Fig. 3: Generation of islet cell type-specific identity genesets.
From: Generation of human islet cell type-specific identity genesets

A Methodology to determine the optimal genesets from our lists of identity genes. First, 21 incrementally smaller genesets were generated per cell type, including genes with an increasingly higher number of integrated analyses. To define the best identity geneset, we used GSEA to generate normalized enrichment scores (NES; proxy for geneset sensitivity) and gene retrieval rates (GRR; proxy for geneset specificity) based on differential expression in our γδε-dataset. The optimal geneset was defined as the geneset with the highest combined NES/GRR metrics. B Geneset sizes for each cell type, regarding every possible intersect level. Genesets were filtered to contain between 40 and 500 genes (darker colours). Genesets outside this range (lighter colours) were not considered for downstream evaluation. C Mean sensitivity score (normalized enrichment; n = 3 independent experiments) for each geneset for each cell type. D Mean specificity score (gene retrieval rate; n = 3 independent experiments) for each geneset for each cell type. E Multiplication of NES and GRR scores (n = 3 independent experiments) for each geneset for each cell type. Per cell type, the highest measured value is indicated by a dotted line, and the appropriate number of integrated analyses is indicated on the x-axis. Genesets were defined to include all genes with at least this amount of integrated analyses, resulting in genesets sizes as indicated in the top left corner.

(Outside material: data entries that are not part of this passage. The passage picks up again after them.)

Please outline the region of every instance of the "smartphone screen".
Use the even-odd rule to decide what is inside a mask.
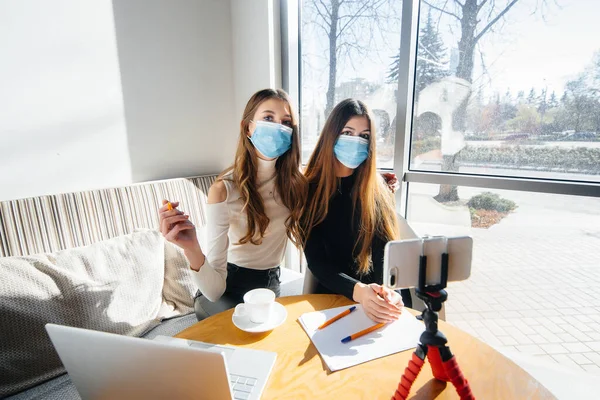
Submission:
[[[469,236],[434,236],[389,242],[384,252],[384,283],[393,289],[419,285],[420,256],[427,256],[426,284],[440,283],[442,254],[448,253],[448,282],[468,279],[471,274],[473,239]]]

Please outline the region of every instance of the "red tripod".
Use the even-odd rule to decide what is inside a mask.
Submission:
[[[425,357],[429,360],[433,376],[436,379],[451,382],[461,399],[474,400],[475,397],[471,392],[469,382],[460,371],[456,357],[450,352],[450,347],[446,345],[448,339],[438,330],[438,312],[442,309],[442,303],[448,298],[448,293],[443,290],[448,281],[448,254],[444,253],[442,255],[442,276],[439,285],[425,285],[426,270],[427,257],[421,256],[419,287],[416,289],[416,293],[417,297],[427,305],[422,313],[425,332],[421,334],[420,343],[404,370],[392,400],[405,400],[408,397],[413,382],[417,379],[421,368],[423,368]]]

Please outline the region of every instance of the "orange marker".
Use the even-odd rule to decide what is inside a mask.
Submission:
[[[360,332],[353,333],[352,335],[346,336],[345,338],[343,338],[342,339],[342,343],[348,343],[351,340],[358,339],[359,337],[365,336],[366,334],[371,333],[374,330],[377,330],[377,329],[383,327],[384,325],[385,325],[384,323],[373,325],[370,328],[364,329],[364,330],[362,330]]]
[[[356,310],[356,306],[352,306],[349,309],[347,309],[346,311],[342,311],[340,314],[336,315],[335,317],[331,318],[330,320],[323,322],[323,324],[319,327],[319,329],[323,329],[326,326],[333,324],[335,321],[337,321],[340,318],[345,317],[346,315],[350,314],[354,310]]]
[[[173,206],[171,205],[171,202],[168,201],[167,202],[167,210],[171,211],[173,209]]]

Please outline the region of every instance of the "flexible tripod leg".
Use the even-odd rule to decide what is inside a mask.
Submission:
[[[442,361],[442,356],[440,355],[439,348],[436,346],[427,347],[427,360],[429,360],[429,364],[431,365],[431,372],[433,373],[433,377],[439,381],[450,381],[450,378],[446,373],[446,369],[444,368],[444,362]]]
[[[425,357],[427,357],[427,346],[419,344],[412,354],[412,358],[408,361],[408,365],[392,396],[392,400],[405,400],[408,397],[412,384],[423,368]]]
[[[441,381],[449,381],[456,388],[462,400],[475,400],[469,382],[462,374],[456,357],[448,346],[428,346],[427,359],[431,364],[433,376]]]

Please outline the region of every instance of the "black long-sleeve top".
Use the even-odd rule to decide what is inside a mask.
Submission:
[[[383,248],[385,242],[378,237],[373,239],[373,268],[367,275],[358,273],[355,261],[358,249],[354,244],[358,237],[359,211],[353,215],[352,188],[355,175],[341,178],[338,190],[329,201],[329,211],[325,220],[313,227],[306,241],[304,255],[319,285],[318,293],[337,293],[352,299],[354,285],[383,282]],[[309,189],[309,203],[314,196],[315,186]]]
[[[317,293],[341,294],[353,299],[357,282],[383,283],[383,252],[387,241],[374,236],[371,244],[373,265],[368,274],[358,272],[356,256],[359,248],[354,249],[358,238],[360,209],[352,207],[352,190],[355,175],[340,179],[338,190],[329,201],[327,216],[313,227],[306,241],[304,255],[308,268],[317,278]],[[314,196],[315,185],[309,187],[308,202]],[[411,305],[410,293],[402,291],[404,304]]]

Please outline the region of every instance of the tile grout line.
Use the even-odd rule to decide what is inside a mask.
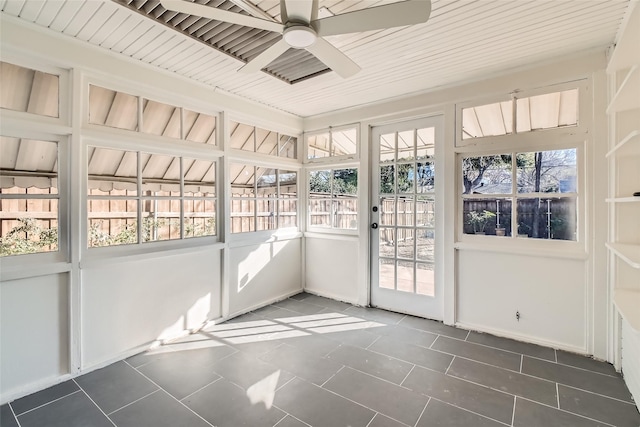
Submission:
[[[520,355],[520,371],[518,371],[520,373],[522,373],[522,365],[523,365],[523,363],[524,363],[524,354],[521,354]]]
[[[102,415],[104,415],[104,416],[105,416],[105,418],[106,418],[106,419],[108,419],[108,420],[109,420],[109,422],[115,426],[115,425],[116,425],[116,423],[114,423],[114,422],[113,422],[113,420],[111,419],[111,417],[109,417],[107,414],[105,414],[105,412],[102,410],[102,408],[98,406],[98,404],[96,403],[96,401],[95,401],[95,400],[93,400],[93,399],[91,398],[91,396],[89,396],[89,393],[87,393],[87,392],[85,391],[85,389],[83,389],[82,387],[80,387],[80,384],[78,384],[78,382],[75,380],[75,378],[74,378],[72,381],[73,381],[73,382],[78,386],[78,388],[79,388],[79,389],[84,393],[84,395],[85,395],[85,396],[87,396],[87,398],[91,401],[91,403],[93,403],[94,405],[96,405],[96,408],[98,408],[98,411],[100,411],[100,412],[102,413]],[[116,427],[118,427],[118,426],[116,426]]]
[[[218,374],[216,373],[216,375],[218,375]],[[222,379],[222,377],[221,377],[220,375],[218,375],[218,378],[216,378],[215,380],[211,381],[209,384],[205,384],[205,385],[203,385],[202,387],[200,387],[200,388],[199,388],[199,389],[197,389],[196,391],[194,391],[194,392],[192,392],[192,393],[189,393],[189,394],[187,394],[185,397],[183,397],[182,399],[178,399],[178,400],[179,400],[180,402],[182,402],[184,399],[186,399],[186,398],[188,398],[188,397],[193,396],[194,394],[196,394],[196,393],[197,393],[197,392],[199,392],[200,390],[202,390],[202,389],[204,389],[204,388],[209,387],[211,384],[214,384],[214,383],[216,383],[216,382],[220,381],[221,379]]]
[[[556,359],[555,362],[558,363],[558,350],[557,349],[553,349],[553,356]]]
[[[365,349],[365,350],[369,350],[369,348],[370,348],[372,345],[374,345],[375,343],[377,343],[377,342],[378,342],[378,340],[379,340],[380,338],[382,338],[382,335],[378,335],[378,336],[376,337],[376,339],[374,339],[374,340],[373,340],[373,342],[372,342],[371,344],[369,344],[368,346],[366,346],[364,349]]]
[[[558,409],[560,409],[560,387],[556,382],[556,405],[558,405]]]
[[[336,373],[335,373],[335,374],[333,374],[333,375],[331,375],[329,378],[327,378],[327,380],[326,380],[325,382],[323,382],[323,383],[320,385],[320,387],[324,388],[324,385],[325,385],[326,383],[328,383],[329,381],[331,381],[331,379],[332,379],[333,377],[335,377],[336,375],[338,375],[338,374],[339,374],[339,373],[344,369],[344,367],[345,367],[345,365],[342,365],[342,366],[340,367],[340,369],[338,369],[338,370],[336,371]]]
[[[409,375],[411,374],[411,372],[413,372],[413,370],[416,368],[416,365],[413,365],[411,367],[411,369],[409,370],[409,372],[407,372],[407,375],[404,376],[404,378],[402,379],[402,381],[400,381],[400,387],[404,387],[402,384],[404,384],[404,382],[407,380],[407,378],[409,378]]]
[[[414,365],[414,367],[415,367],[415,365]],[[370,373],[368,373],[368,372],[361,371],[361,370],[360,370],[360,369],[358,369],[358,368],[352,368],[351,366],[345,366],[345,368],[349,368],[349,369],[351,369],[352,371],[359,372],[359,373],[361,373],[361,374],[363,374],[363,375],[366,375],[366,376],[368,376],[368,377],[374,378],[374,379],[379,380],[379,381],[383,381],[383,382],[385,382],[385,383],[389,383],[389,384],[394,385],[394,386],[396,386],[396,387],[403,388],[403,389],[405,389],[405,390],[407,390],[407,391],[412,391],[412,392],[414,392],[414,393],[417,393],[417,392],[415,392],[415,391],[411,390],[410,388],[408,388],[408,387],[406,387],[406,386],[403,386],[402,384],[397,384],[397,383],[394,383],[393,381],[389,381],[389,380],[384,379],[384,378],[376,377],[375,375],[370,374]],[[413,368],[412,368],[412,370],[413,370]],[[439,373],[441,374],[442,372],[439,372]],[[407,375],[409,375],[409,374],[407,374]],[[405,378],[405,379],[406,379],[406,378]],[[403,380],[403,382],[404,382],[404,380]]]
[[[518,396],[513,396],[513,412],[511,413],[511,425],[516,422],[516,403],[518,403]]]
[[[496,422],[496,423],[498,423],[498,424],[502,424],[502,425],[505,425],[505,426],[508,426],[508,425],[509,425],[509,424],[505,423],[504,421],[496,420],[495,418],[491,418],[491,417],[489,417],[489,416],[487,416],[487,415],[483,415],[483,414],[481,414],[481,413],[479,413],[479,412],[472,411],[471,409],[463,408],[462,406],[458,406],[458,405],[456,405],[455,403],[446,402],[446,401],[444,401],[444,400],[442,400],[442,399],[438,399],[438,398],[436,398],[436,397],[428,396],[428,395],[426,395],[426,394],[423,394],[423,396],[427,396],[427,397],[429,397],[429,399],[430,399],[430,400],[435,400],[435,401],[438,401],[438,402],[444,403],[444,404],[446,404],[446,405],[453,406],[454,408],[460,409],[460,410],[462,410],[462,411],[469,412],[469,413],[471,413],[471,414],[477,415],[477,416],[479,416],[479,417],[486,418],[486,419],[491,420],[491,421],[495,421],[495,422]]]
[[[536,403],[538,405],[542,405],[542,406],[547,407],[547,408],[555,409],[556,411],[560,411],[560,412],[563,412],[565,414],[574,415],[574,416],[579,417],[579,418],[585,418],[587,420],[594,421],[596,423],[601,423],[601,424],[604,424],[606,426],[616,427],[614,424],[610,424],[610,423],[608,423],[606,421],[596,420],[595,418],[587,417],[586,415],[578,414],[577,412],[571,412],[571,411],[567,411],[566,409],[556,408],[555,406],[547,405],[546,403],[536,402],[535,400],[531,400],[531,399],[528,399],[526,397],[522,397],[522,396],[518,396],[518,397],[520,399],[527,400],[529,402]]]
[[[50,401],[48,401],[48,402],[46,402],[46,403],[43,403],[42,405],[38,405],[38,406],[36,406],[35,408],[31,408],[31,409],[29,409],[28,411],[21,412],[20,414],[17,414],[17,415],[16,415],[15,411],[13,410],[13,407],[11,406],[11,404],[9,404],[9,407],[11,407],[11,412],[13,413],[13,416],[14,416],[16,419],[18,419],[18,417],[19,417],[19,416],[22,416],[22,415],[24,415],[24,414],[28,414],[29,412],[35,411],[36,409],[40,409],[40,408],[42,408],[43,406],[47,406],[47,405],[49,405],[49,404],[51,404],[51,403],[57,402],[58,400],[62,400],[62,399],[64,399],[65,397],[69,397],[69,396],[71,396],[71,395],[73,395],[73,394],[79,393],[80,391],[81,391],[80,389],[75,390],[75,391],[73,391],[72,393],[66,394],[66,395],[64,395],[64,396],[62,396],[62,397],[58,397],[57,399],[50,400]]]
[[[456,360],[456,356],[455,355],[451,358],[451,362],[449,362],[449,366],[447,366],[447,370],[444,371],[445,375],[447,375],[447,373],[449,372],[449,369],[451,368],[451,365],[453,365],[453,361],[454,360]]]
[[[115,410],[113,410],[113,411],[109,412],[109,413],[107,414],[107,416],[111,416],[112,414],[115,414],[115,413],[116,413],[116,412],[118,412],[119,410],[124,409],[124,408],[126,408],[127,406],[131,406],[131,405],[133,405],[134,403],[139,402],[139,401],[141,401],[142,399],[144,399],[144,398],[146,398],[146,397],[149,397],[149,396],[151,396],[152,394],[155,394],[155,393],[157,393],[157,392],[159,392],[159,391],[160,391],[160,389],[153,390],[151,393],[147,393],[147,394],[145,394],[144,396],[142,396],[142,397],[140,397],[140,398],[138,398],[138,399],[134,400],[133,402],[129,402],[129,403],[127,403],[126,405],[121,406],[121,407],[119,407],[118,409],[115,409]]]
[[[561,385],[562,387],[571,388],[571,389],[574,389],[574,390],[581,391],[581,392],[583,392],[583,393],[589,393],[589,394],[593,394],[593,395],[595,395],[595,396],[604,397],[604,398],[606,398],[606,399],[615,400],[616,402],[626,403],[626,404],[628,404],[628,405],[637,406],[637,405],[636,405],[636,403],[635,403],[634,401],[631,401],[631,400],[622,400],[622,399],[619,399],[619,398],[617,398],[617,397],[608,396],[608,395],[606,395],[606,394],[601,394],[601,393],[596,393],[595,391],[585,390],[585,389],[583,389],[583,388],[575,387],[575,386],[568,385],[568,384],[562,384],[562,383],[557,383],[557,384],[558,384],[559,386]]]
[[[284,412],[284,411],[283,411],[283,412]],[[285,418],[287,418],[287,416],[288,416],[288,415],[289,415],[289,413],[288,413],[288,412],[284,412],[284,415],[282,416],[282,418],[280,418],[280,420],[279,420],[277,423],[275,423],[275,424],[273,425],[273,427],[277,427],[277,426],[278,426],[278,424],[280,424],[280,423],[282,422],[282,420],[284,420]]]
[[[80,390],[78,390],[78,391],[80,391]],[[18,416],[16,415],[16,411],[14,411],[13,410],[13,406],[11,406],[11,402],[7,403],[7,405],[9,406],[9,409],[11,409],[11,413],[13,414],[13,419],[16,420],[16,423],[18,424],[18,427],[22,427],[22,423],[18,419]]]
[[[367,423],[367,425],[366,425],[366,426],[364,426],[364,427],[369,427],[369,426],[371,425],[371,423],[373,422],[373,420],[375,420],[375,419],[376,419],[376,417],[378,416],[378,414],[379,414],[379,413],[380,413],[380,412],[377,412],[377,411],[376,411],[376,413],[375,413],[375,414],[373,414],[373,417],[371,417],[371,419],[369,420],[369,422]]]
[[[420,415],[418,415],[418,419],[416,420],[416,423],[413,425],[413,427],[417,427],[418,426],[418,423],[422,419],[422,416],[424,415],[424,412],[427,410],[427,406],[429,406],[429,402],[431,402],[431,396],[428,396],[428,397],[429,398],[427,399],[427,403],[424,404],[424,408],[422,408],[422,412],[420,412]]]
[[[281,408],[281,407],[279,407],[278,405],[272,405],[271,407],[272,407],[272,408],[276,408],[276,409],[278,409],[278,410],[282,411],[282,412],[285,414],[285,416],[284,416],[284,417],[282,417],[282,420],[284,420],[285,418],[287,418],[287,416],[289,416],[289,417],[293,418],[293,419],[294,419],[294,420],[296,420],[296,421],[300,421],[300,422],[301,422],[302,424],[304,424],[305,426],[313,427],[313,426],[311,426],[310,424],[308,424],[308,423],[306,423],[306,422],[302,421],[300,418],[296,417],[295,415],[292,415],[292,414],[290,414],[289,412],[285,411],[284,409],[282,409],[282,408]],[[278,423],[277,423],[277,424],[280,424],[280,423],[282,422],[282,420],[278,421]],[[274,425],[273,427],[276,427],[276,426]]]
[[[125,360],[124,361],[127,365],[129,365],[129,363]],[[178,402],[179,405],[182,405],[184,408],[186,408],[189,412],[193,413],[196,417],[200,418],[202,421],[204,421],[205,423],[207,423],[208,425],[210,425],[211,427],[215,427],[213,424],[211,424],[209,421],[205,420],[200,414],[198,414],[196,411],[194,411],[193,409],[189,408],[187,405],[185,405],[182,401],[178,400],[174,395],[172,395],[171,393],[169,393],[167,390],[165,390],[164,388],[162,388],[160,386],[160,384],[156,383],[155,381],[153,381],[151,378],[149,378],[148,376],[146,376],[145,374],[143,374],[142,372],[138,371],[136,368],[134,368],[133,366],[129,365],[131,368],[133,368],[136,372],[138,372],[140,375],[142,375],[143,377],[145,377],[148,381],[150,381],[152,384],[154,384],[156,387],[158,387],[160,390],[164,391],[165,393],[167,393],[167,395],[169,397],[171,397],[173,400],[175,400],[176,402]],[[217,375],[217,374],[216,374]],[[222,377],[221,377],[222,378]],[[220,379],[220,378],[218,378]],[[217,380],[216,380],[217,381]],[[215,382],[215,381],[214,381]],[[206,387],[206,386],[205,386]],[[115,424],[114,424],[115,425]]]
[[[282,384],[280,387],[276,388],[275,391],[280,390],[282,387],[286,386],[287,384],[289,384],[291,381],[295,380],[296,378],[298,378],[297,376],[292,376],[291,379],[289,381],[287,381],[286,383]],[[286,412],[286,411],[285,411]]]

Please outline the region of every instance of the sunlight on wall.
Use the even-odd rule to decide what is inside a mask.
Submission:
[[[241,292],[258,273],[284,248],[284,245],[261,245],[238,263],[238,292]]]
[[[211,293],[206,294],[191,306],[187,311],[187,324],[185,329],[191,331],[200,329],[208,320],[211,311]]]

F Determination of final geneset sizes by applying the determined # integrated analyses on the lists of ID genes generated in Fig. 1. For each cell type, the determined cut-off is indicted as a thick black line, numbers indicated with a # indicate the cut-off value determined in panel (E). α-, β-, γ- and δ-cell genesets in red, green, magenta and blue, respectively. Source data are provided as a source data file.